Honestly having a really strong understanding of your walk-away point & what you’re willing to accept or not (and sticking to it!) is so helpful.
A lot of situations/people will push to see how little you’ll accept, but they can & will accommodate more. Happens in politics all the time but life too
I ended a friendship with a childhood friend of +20 years recently because of this exact spot I was in and I finally had enough of their pushing of the boundaries
Weeks have gone by and I truly have no regrets realizing my foot had to come down and draw a line somewhere
Have you ever read Hirschman’s essay on “Exit, Voice, and Loyalty”, referring to options when dealing membership organizations? One of those pieces that has never left me
This is a great point. Without thinking about it we're often pushed, slowly but surely, way beyond what we're worth and what we'd accept it we'd just stop and think about it
Our backs are sometimes the only thing some will ever see.
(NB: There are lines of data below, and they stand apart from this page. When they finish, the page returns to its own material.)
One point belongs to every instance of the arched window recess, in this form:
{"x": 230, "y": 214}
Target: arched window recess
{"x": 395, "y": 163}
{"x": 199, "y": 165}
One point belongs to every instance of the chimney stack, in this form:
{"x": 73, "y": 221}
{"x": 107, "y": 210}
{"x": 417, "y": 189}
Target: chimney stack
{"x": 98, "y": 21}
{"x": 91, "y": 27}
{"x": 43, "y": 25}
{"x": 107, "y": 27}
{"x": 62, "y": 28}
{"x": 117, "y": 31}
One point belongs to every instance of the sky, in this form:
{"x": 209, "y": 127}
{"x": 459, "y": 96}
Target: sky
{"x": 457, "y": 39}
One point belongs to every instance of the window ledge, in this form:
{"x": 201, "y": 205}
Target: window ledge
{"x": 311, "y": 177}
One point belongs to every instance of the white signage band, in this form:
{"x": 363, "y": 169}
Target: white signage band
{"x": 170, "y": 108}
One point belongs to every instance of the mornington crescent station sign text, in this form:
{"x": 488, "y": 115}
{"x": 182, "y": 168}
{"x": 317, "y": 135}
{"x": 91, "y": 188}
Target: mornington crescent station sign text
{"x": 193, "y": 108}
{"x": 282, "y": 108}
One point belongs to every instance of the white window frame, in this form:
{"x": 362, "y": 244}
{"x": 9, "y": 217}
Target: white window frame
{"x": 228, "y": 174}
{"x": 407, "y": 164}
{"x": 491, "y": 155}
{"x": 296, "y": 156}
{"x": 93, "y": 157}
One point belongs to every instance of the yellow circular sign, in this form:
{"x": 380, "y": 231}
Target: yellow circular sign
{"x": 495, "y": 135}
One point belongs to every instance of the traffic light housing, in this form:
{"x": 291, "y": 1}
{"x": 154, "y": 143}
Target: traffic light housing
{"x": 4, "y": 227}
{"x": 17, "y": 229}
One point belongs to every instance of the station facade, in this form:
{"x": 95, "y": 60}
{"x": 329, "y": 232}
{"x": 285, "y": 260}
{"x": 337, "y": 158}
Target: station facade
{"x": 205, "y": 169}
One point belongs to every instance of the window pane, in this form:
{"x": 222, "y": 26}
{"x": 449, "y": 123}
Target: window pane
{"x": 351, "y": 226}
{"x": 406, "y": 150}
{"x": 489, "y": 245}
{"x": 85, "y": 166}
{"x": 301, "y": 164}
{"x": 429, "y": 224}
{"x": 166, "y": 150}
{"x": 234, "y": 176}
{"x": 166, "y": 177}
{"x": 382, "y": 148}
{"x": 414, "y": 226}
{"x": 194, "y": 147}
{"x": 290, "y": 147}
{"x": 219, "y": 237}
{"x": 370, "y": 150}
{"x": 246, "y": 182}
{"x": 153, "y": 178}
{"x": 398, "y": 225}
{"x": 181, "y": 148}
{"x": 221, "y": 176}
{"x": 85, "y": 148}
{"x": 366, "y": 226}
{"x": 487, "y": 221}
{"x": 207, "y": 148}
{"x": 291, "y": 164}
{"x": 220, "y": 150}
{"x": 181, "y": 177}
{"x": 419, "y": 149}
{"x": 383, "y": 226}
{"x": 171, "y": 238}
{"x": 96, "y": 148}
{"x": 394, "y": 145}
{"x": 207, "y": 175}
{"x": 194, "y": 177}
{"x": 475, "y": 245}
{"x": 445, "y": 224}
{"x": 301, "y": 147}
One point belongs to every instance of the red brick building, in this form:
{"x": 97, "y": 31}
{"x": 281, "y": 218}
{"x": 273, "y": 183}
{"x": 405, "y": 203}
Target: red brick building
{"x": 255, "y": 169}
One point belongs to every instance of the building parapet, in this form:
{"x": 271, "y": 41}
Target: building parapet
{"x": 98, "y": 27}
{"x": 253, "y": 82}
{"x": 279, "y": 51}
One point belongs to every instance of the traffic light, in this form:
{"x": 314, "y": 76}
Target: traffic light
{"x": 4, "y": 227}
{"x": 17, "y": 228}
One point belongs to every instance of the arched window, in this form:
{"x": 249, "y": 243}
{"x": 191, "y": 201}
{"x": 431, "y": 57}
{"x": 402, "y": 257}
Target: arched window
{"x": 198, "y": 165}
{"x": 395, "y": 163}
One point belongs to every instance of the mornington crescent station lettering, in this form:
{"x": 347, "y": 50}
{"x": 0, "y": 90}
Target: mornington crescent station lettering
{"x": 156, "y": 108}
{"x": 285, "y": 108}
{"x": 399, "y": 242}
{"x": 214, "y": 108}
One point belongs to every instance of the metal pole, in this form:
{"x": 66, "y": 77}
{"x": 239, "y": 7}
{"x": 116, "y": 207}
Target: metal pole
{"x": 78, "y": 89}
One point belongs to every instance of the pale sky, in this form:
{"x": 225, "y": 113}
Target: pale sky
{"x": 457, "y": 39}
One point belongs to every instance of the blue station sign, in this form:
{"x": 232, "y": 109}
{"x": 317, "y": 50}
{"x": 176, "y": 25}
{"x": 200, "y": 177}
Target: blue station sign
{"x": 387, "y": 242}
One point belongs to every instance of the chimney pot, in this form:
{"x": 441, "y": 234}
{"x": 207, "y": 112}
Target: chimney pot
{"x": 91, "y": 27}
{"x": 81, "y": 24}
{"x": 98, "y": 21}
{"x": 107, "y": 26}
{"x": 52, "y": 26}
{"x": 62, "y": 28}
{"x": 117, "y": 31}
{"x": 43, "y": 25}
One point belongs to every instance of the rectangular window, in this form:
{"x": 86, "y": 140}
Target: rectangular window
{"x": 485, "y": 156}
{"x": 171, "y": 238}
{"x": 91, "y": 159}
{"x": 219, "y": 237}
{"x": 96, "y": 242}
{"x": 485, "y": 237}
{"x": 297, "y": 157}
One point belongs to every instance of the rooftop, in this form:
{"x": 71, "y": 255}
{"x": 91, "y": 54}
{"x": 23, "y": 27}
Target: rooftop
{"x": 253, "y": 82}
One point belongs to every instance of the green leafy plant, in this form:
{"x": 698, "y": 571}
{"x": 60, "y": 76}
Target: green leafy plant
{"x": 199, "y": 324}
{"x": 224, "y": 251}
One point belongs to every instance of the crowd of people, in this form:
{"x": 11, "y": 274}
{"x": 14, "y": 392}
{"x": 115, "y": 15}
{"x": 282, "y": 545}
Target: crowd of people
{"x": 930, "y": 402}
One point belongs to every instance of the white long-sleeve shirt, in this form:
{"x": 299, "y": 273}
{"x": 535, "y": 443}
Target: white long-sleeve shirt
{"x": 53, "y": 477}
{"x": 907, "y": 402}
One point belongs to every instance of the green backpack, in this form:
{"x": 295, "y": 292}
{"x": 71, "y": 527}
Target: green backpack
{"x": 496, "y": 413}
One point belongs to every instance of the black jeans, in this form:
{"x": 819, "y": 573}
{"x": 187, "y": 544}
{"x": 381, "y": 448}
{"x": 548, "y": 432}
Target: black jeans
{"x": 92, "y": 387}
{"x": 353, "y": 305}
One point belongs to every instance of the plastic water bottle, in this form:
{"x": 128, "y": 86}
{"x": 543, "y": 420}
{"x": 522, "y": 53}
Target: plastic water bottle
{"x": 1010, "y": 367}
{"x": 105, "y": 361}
The entitlement to anything else need not be taken up by those with the strength to turn them.
I've heard it referred to as a Schelling fence-a boundary up to which you can slide, but beyond which is not worth it to your goals. That and a sense of what you can get away work well together, especially against people without a goal in mind.
Whatever's going on, take 'em for all they're worth.
Had an in law who was a big time executive. When people asked her things inappropriate she would just say “boundaries”. I was always amazed with how well it worked.
I love this book and recommend it to everyone. Yes, the language is a bit dated, but it also sounds like the way an older generation of New Yorkers talked so I find that a bit comforting as well. In any case, it is a useful guide for people who've never had to negotiate something before.
It seems like such a simple thing, but really thinking through your BATNA ("Best Alternative to a Negotiated Agreement") can make a huge difference in negotiating.
And honestly some of my best results came from approaching the whole process with the Office Space mindset.
Negotiation must be brutal because the GoP driving force right now is screaming about wokeness, transphobia and calling everyone a pedophile. It's madness.
Creating that line in the sand is so hard, and so so empowering. It gets you what you need/want, and anything less can go in peace. This 44yo Xennial Prof wishes you only joy and happiness.
Your walk away point is tied to your values and when you encounter a collision of values, it’s time to either pivot, flip the script, or walk.
Diplomacy doesn’t alter your values. It uses your values as a lever you lean on to strengthen and raise the weight on the other side of that fulcrum.